Табачок накрывал весь город усладительным преприятным запахом, заставляющим останавливаться мужиков в недоумении и, паче того, замедлять движение баб, извините, жён орловских, облечённых в солнце, красивше которых нет, даже в целом мире, - кто-кто, а Венечка знал толк в женских формах и прелестях, прелести премного умножались при окуриваниях, даже не ладаном, табачком, ибо табак  так обвевал их, так усладительно, столь убедительно,  что они останавливались и распускали – прям на ветру, посередь улицы, по целому городу и надо всем им золотые их волосы.
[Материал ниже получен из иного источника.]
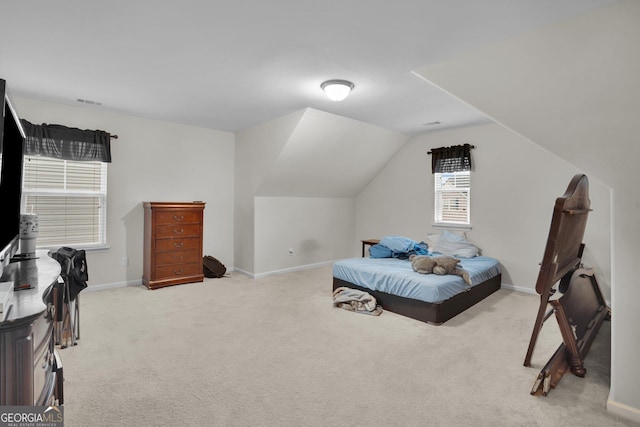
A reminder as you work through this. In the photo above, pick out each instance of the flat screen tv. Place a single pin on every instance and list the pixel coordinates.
(11, 153)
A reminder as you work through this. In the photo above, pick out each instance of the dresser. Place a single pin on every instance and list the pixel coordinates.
(172, 243)
(30, 366)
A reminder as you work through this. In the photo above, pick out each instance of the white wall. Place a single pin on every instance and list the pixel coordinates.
(256, 150)
(296, 177)
(514, 184)
(152, 161)
(573, 88)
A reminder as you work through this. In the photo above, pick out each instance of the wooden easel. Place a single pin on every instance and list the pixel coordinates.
(581, 309)
(563, 253)
(580, 312)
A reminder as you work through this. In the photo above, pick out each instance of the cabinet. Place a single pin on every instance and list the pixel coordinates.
(172, 243)
(30, 368)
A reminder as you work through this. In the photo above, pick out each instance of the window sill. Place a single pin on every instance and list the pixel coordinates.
(443, 226)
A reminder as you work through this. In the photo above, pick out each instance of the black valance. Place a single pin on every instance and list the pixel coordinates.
(62, 142)
(456, 158)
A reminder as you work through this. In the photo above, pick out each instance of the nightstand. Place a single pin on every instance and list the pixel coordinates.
(369, 242)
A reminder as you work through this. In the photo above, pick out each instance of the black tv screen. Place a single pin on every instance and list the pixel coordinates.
(11, 149)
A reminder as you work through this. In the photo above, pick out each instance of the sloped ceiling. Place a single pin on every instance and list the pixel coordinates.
(329, 156)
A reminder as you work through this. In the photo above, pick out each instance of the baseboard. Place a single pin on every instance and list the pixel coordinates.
(287, 270)
(113, 285)
(624, 411)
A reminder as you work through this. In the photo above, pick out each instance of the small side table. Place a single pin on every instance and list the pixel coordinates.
(369, 242)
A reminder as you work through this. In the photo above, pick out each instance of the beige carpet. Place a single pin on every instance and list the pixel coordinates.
(274, 352)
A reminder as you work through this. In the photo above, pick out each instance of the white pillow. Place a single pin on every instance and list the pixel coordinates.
(453, 244)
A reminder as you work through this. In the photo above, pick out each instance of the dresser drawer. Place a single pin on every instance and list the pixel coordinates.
(176, 216)
(177, 257)
(166, 245)
(178, 230)
(168, 271)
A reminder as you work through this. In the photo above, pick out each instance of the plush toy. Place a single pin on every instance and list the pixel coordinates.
(438, 265)
(422, 264)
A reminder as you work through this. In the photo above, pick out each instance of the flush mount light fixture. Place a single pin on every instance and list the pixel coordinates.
(337, 90)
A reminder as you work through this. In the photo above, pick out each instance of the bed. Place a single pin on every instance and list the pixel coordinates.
(425, 297)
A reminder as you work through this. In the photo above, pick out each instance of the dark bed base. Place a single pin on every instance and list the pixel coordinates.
(434, 313)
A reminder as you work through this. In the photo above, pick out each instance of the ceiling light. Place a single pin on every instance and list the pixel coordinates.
(337, 90)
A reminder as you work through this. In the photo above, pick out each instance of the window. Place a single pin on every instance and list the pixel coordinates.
(452, 198)
(70, 199)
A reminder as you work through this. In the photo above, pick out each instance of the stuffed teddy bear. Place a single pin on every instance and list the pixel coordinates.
(438, 265)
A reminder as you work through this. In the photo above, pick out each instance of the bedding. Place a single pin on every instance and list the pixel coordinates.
(394, 276)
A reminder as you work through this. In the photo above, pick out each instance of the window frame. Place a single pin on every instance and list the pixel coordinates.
(444, 221)
(99, 217)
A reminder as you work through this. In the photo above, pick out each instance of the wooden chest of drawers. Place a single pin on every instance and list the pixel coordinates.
(172, 243)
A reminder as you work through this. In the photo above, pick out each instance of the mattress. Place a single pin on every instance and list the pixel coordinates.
(395, 276)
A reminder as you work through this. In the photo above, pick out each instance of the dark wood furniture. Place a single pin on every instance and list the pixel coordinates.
(369, 242)
(563, 251)
(567, 290)
(30, 367)
(172, 243)
(434, 313)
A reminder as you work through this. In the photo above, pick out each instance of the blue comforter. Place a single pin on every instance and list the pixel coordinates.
(395, 276)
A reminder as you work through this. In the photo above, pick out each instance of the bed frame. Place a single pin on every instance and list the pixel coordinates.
(433, 313)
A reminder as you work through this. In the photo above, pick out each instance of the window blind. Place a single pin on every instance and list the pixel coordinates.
(452, 197)
(69, 198)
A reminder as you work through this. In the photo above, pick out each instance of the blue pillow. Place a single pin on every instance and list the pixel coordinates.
(380, 251)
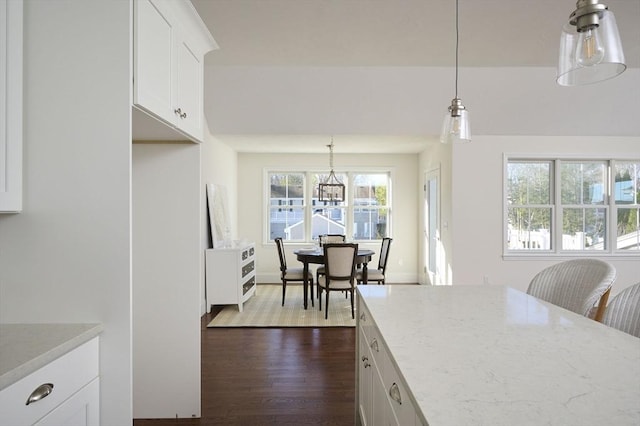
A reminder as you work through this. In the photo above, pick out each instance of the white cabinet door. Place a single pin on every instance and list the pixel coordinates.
(81, 409)
(153, 63)
(188, 94)
(170, 41)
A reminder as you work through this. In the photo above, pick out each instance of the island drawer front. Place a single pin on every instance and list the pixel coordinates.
(68, 374)
(365, 321)
(397, 393)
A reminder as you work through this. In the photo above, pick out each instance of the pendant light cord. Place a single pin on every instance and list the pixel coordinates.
(457, 43)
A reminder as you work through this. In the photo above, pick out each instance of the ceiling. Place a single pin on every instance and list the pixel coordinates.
(391, 33)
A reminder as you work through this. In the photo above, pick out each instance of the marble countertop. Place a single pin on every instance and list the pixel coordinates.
(24, 348)
(492, 355)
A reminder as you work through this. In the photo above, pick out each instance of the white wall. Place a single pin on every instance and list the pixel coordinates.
(477, 205)
(167, 269)
(66, 257)
(403, 257)
(413, 101)
(437, 157)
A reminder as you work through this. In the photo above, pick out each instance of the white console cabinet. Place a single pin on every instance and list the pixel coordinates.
(65, 392)
(11, 23)
(170, 41)
(230, 275)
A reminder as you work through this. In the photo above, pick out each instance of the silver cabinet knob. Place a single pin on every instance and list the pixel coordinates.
(41, 391)
(374, 345)
(394, 393)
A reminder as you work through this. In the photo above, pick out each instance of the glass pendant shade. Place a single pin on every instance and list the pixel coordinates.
(456, 127)
(590, 49)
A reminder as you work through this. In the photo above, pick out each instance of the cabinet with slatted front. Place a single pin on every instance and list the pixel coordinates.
(230, 275)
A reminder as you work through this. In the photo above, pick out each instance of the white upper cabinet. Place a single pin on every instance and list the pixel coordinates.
(11, 12)
(170, 41)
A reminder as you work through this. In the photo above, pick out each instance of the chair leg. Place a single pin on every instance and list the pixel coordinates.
(326, 308)
(311, 292)
(353, 312)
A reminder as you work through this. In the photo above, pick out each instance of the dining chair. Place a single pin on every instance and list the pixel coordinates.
(340, 272)
(623, 312)
(327, 239)
(291, 274)
(377, 275)
(577, 285)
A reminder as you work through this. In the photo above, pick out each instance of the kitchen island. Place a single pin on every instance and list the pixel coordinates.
(490, 355)
(49, 374)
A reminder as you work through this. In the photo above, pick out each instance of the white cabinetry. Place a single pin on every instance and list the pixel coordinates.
(65, 392)
(170, 41)
(11, 23)
(230, 275)
(382, 396)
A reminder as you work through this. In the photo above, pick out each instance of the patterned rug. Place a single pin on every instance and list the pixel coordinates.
(264, 309)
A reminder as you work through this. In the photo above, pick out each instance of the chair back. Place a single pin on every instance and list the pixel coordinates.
(340, 262)
(384, 254)
(331, 239)
(283, 259)
(576, 285)
(623, 312)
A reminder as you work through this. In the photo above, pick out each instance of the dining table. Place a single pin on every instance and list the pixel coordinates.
(315, 255)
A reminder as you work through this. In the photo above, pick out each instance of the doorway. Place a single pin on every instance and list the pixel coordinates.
(431, 226)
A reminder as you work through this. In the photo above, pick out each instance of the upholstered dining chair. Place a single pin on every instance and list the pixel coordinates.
(577, 285)
(340, 271)
(623, 312)
(328, 239)
(290, 274)
(377, 275)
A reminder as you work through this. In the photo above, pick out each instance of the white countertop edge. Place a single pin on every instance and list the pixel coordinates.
(81, 333)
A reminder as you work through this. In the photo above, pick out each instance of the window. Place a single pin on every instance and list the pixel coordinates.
(296, 214)
(370, 208)
(572, 206)
(286, 205)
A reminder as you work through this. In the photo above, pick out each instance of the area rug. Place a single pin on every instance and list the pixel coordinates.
(264, 309)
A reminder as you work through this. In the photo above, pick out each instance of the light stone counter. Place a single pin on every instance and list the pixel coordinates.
(24, 348)
(490, 355)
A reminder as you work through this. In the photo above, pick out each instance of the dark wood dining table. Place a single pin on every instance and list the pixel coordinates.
(316, 256)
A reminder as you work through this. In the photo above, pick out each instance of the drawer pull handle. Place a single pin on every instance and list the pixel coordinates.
(41, 391)
(374, 345)
(180, 113)
(394, 393)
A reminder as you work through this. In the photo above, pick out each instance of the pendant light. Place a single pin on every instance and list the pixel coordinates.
(332, 190)
(590, 47)
(456, 127)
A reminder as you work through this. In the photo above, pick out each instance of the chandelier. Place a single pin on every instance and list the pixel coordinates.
(332, 190)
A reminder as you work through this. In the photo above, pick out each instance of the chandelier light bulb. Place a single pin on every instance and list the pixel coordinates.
(589, 51)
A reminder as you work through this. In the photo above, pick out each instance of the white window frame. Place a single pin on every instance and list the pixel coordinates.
(308, 190)
(556, 250)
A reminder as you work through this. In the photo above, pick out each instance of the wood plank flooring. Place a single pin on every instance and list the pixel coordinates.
(274, 376)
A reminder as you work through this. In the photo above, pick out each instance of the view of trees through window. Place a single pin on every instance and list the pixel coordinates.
(578, 216)
(296, 214)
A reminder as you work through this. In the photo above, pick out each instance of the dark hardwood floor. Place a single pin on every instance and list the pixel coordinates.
(274, 376)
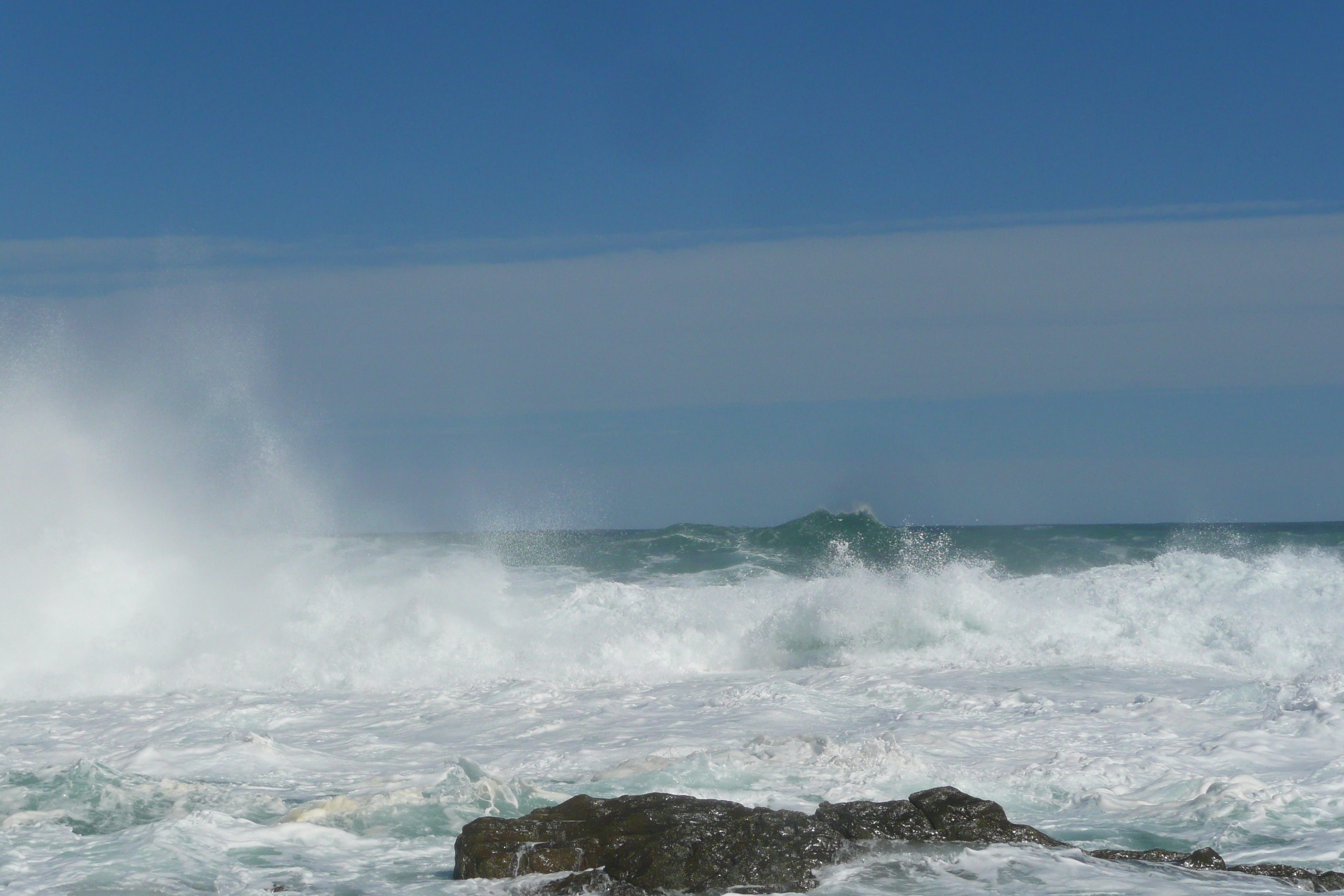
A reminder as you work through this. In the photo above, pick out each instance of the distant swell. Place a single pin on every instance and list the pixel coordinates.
(366, 614)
Будто Анечка над Парижем. Будто  Богородица над Орлом так раскидывала покрывала, воздушные и нетканые… Никому от Вениного табака не было спасу. Даже Евангелина Иоанновна, и та, бывало, скрученной Венею папироскою баловалась.

Бутылочки же Веня принципиально с собою не брал, хотя и жалел братию, - однако же неприлично, да и  нельзя с утра напиваться. Если не до вечера, то хотя бы до полудня нужно ждать, и с полудня, значица, с исполненным чувством долга, то есть в полном соответствии с академической наукой, с лёгким таким сердцем – ну, напиваться… 
Профессор Углов и тот так советует. И Ане всегда так советует Веня. Даже настаивает на неприятии до самого полудня… И Анечка, даже она, случается, слушается Венечку.  Пропадёт без Венечки Анечка.  Места ж живого в голове у ней нет. Не голова у Евангелины Иоанновны  – кладбище. То есть нейронов. Так говорит профессор Углов. Ибо нейроны, иначе говоря, нервные клетки, они загибаются от алкоголя, обыкновенно - мрут. За один раз только  –  компаниями, семьями, целыми миллионами, а то и миллиардами, смотря сколько на грудь примешь. От одной только пьянки… Ну и до другой, значица.  Сколько ж  у самого Вени их было? Пьянок то есть. Много. И вот, значит, Веня посчитал.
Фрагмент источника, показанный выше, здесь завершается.